本件土地は、X1会社(72分の30の共有持分)、X1の元代表者であるX2(72分の39の共有持分)、X2の妻A(72分の3の共有持分)の共有となっていました。
30/72 | X1(会社) |
39/72 | X2(X1の元代表者) |
3/72 | A(X2の妻) |
また、本件土地上にはX1会社やX2名義の建物が建っていました。
平成18年9月、Aが死亡しました。その結果、本件土地についてAが有していた共有持分(以下、「本件持分」という。)は、Aの相続人に相続され、夫のX2及び子のX3、Y1、Y2の4名の遺産共有状態となりました。
30/72 | X1(会社) |
39/72 | X2(X1の元代表者) |
3/72 | A(X2の妻)が死亡。X2及び子のX3、Y1、Y2の4名の遺産共有状態 |
Xらは、Yらに対して、本件持分をX1会社に取得させ、X1会社がAの共同相続人らに対して賠償金を支払う方法(いわゆる全面的価格賠償)という内容の共有物分割を提案したのですが、Yらは拒絶しました。

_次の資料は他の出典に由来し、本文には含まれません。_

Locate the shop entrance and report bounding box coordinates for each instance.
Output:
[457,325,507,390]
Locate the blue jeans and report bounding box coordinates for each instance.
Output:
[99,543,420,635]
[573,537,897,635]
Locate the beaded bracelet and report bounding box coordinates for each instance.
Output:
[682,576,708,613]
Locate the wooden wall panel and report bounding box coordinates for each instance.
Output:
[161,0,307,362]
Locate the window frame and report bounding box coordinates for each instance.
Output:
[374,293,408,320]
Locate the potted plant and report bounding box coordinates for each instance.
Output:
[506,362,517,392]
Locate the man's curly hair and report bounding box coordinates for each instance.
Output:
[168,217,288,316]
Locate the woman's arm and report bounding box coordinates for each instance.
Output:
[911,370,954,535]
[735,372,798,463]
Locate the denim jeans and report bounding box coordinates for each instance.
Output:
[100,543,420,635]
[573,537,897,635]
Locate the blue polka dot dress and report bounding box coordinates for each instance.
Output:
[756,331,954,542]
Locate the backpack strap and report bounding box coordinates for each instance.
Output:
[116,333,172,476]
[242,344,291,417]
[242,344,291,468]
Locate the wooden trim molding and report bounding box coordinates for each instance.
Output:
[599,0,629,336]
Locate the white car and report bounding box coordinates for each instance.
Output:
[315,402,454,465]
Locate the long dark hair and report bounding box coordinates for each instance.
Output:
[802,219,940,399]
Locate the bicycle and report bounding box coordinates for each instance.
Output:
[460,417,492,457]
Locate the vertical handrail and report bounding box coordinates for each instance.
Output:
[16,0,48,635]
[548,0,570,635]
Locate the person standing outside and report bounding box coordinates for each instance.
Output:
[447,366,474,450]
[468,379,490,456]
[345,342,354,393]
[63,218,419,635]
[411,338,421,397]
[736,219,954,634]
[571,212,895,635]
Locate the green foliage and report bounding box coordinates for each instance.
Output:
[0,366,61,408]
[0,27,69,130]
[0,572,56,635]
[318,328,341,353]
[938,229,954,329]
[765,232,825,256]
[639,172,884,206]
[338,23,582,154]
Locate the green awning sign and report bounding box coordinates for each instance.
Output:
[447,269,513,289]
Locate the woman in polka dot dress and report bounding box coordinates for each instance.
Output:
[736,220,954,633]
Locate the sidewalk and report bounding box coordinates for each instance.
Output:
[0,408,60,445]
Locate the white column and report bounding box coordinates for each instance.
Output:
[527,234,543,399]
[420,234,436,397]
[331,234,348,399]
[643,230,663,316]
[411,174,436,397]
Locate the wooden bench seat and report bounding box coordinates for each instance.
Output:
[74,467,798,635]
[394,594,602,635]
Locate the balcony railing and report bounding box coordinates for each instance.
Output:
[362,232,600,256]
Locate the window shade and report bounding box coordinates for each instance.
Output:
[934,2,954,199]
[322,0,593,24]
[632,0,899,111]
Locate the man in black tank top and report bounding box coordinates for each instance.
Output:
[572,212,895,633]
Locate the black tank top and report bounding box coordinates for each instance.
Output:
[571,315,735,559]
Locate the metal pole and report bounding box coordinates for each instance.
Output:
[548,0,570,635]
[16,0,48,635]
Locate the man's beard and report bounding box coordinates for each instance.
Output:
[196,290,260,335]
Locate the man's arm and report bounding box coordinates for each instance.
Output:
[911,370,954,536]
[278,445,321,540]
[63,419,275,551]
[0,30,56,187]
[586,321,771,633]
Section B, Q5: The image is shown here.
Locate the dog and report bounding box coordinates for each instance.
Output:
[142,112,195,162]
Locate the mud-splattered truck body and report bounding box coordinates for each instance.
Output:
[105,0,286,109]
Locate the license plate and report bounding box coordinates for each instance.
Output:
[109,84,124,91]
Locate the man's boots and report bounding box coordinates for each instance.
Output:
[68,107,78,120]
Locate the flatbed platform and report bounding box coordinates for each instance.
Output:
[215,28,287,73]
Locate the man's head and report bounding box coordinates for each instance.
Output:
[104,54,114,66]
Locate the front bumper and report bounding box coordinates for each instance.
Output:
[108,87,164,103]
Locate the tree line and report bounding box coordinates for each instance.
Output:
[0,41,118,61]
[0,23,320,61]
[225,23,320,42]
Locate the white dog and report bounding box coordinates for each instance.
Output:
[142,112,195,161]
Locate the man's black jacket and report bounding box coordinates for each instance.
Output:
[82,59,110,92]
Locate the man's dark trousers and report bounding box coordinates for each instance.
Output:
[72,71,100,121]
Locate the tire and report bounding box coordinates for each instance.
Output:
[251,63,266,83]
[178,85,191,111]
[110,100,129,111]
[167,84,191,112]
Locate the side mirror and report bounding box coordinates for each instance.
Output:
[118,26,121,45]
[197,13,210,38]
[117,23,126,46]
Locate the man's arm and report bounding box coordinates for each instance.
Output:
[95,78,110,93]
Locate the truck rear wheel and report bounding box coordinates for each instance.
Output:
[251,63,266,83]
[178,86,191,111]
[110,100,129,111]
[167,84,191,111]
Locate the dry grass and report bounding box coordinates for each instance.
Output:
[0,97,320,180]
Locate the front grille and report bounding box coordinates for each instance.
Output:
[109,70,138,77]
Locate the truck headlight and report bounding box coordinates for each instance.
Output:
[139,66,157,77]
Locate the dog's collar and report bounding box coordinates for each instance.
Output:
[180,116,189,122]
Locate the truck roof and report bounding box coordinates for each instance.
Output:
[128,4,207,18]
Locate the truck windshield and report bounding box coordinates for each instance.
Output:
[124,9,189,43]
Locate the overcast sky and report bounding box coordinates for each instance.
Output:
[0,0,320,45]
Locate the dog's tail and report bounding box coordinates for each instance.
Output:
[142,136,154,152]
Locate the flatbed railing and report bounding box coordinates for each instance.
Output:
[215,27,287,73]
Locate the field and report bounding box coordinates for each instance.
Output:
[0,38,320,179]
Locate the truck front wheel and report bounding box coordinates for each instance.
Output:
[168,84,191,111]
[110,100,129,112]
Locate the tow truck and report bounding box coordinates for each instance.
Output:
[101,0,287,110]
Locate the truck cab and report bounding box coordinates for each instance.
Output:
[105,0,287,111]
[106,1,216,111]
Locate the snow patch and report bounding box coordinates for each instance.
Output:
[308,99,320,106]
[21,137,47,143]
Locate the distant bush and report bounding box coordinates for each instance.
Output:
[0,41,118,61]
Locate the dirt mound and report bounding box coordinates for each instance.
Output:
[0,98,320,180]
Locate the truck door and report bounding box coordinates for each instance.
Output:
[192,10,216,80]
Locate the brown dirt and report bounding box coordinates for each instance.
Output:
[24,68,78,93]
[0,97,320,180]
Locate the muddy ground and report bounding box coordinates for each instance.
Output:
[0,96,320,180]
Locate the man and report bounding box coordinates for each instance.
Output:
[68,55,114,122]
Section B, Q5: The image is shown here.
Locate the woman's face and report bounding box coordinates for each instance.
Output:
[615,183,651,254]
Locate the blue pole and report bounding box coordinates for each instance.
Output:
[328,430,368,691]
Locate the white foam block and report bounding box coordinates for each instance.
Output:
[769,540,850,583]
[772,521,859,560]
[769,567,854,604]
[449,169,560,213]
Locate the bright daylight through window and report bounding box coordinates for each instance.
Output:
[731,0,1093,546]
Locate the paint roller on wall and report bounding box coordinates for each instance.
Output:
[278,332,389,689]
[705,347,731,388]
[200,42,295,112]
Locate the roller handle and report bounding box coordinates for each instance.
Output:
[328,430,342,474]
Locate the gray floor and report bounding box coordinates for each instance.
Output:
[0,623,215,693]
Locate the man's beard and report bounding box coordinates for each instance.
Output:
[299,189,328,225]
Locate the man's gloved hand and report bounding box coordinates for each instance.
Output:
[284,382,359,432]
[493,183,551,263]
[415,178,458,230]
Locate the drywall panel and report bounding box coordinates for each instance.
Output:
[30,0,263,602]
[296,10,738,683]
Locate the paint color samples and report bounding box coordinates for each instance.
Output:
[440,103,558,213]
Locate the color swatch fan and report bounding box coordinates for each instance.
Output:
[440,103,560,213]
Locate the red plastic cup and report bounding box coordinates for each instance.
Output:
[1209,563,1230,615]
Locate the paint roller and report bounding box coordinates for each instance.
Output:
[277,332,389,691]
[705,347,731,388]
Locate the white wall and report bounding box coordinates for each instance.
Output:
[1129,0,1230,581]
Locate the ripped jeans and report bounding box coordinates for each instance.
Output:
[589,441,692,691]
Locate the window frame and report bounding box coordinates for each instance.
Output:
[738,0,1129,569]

そこでXらは共有物分割の訴えを提起しました。これに対して、Yらは、X2名義の共有持分の2分の1もAの相続財産に含まれると主張する他、本件土地の価格を争いました。
一審は、価格賠償によると賠償金が各相続人に確定的に支払われしまい遺産分割の対象とはならないとから、価格賠償による方法はとりえないとして、競売による分割を採用しました。
これに対し、原審は、一審を破棄し、賠償金は相続人の共有となることから、価格賠償による方法でも問題ないとして、全面的価格賠償の方法による分割を採用しました。
2. 判決要旨
最高裁は、以下のように判示して、Xらの主張を認めた原審の判断を維持しました。
- その1.
- 遺産共有持分と他の共有持分とが併存する場合において、その共有関係を解消する方法として「裁判上採るべき手続は民法258条に基づく共有物分割訴訟であり、共有物分割の判決によって遺産共有持分権者に分与された財産は遺産分割の対象となり、この財産の共有関係の解消については同法907条に基づく遺産分割によるべき」である。
- その2.
- 全面的価格賠償の方法による共有物分割の判決がなされた場合には、「遺産共有持分権者に支払われる賠償金は、遺産分割によりその帰属が確定されるべきもの」であり、遺産共有持分権者は、「遺産分割がされるまでの間これを保管する義務を負う」。
- その3.
- 裁判所は、全面的価格賠償の方法による共有物分割の判決をする場合には、「その判決において、各遺産共有持分権者において遺産分割がされるまで保管すべき賠償金の範囲を定めた上で、遺産共有持分を取得する者に対し、各遺産共有持分権者にその保管すべき範囲に応じた額の賠償金を支払うことを命ずることができる」。
3. 実務に与える影響
同じ「共有」であっても、民法上その共有関係の解消の方法は、相続を原因とする遺産共有の場合は遺産分割手続(民法907条2項)、他の共有の場合は共有物分割手続(民法258条)と、異なる手続によることが規定されています。本判決は、このように共有関係の解消手続が異なる遺産共有と他の共有とが併存する場合に、その共有関係の解消の在り方を示したものとして、実務上重大な意義があります。
なお本判決は、遺産共有状態のまま、遺産共有以外の共有関係を解消しようとする場合の手続について判示したものだ、という点に注意が必要です。言い換えれば、遺産共有と他の共有が併存する場合には、常に共有物分割手続を行わなければならない、というわけではありません。例えば、遺産分割によって遺産共有状態を解消した後に、共有物分割の手続を行う、という2段階の手続を行うことも可能です。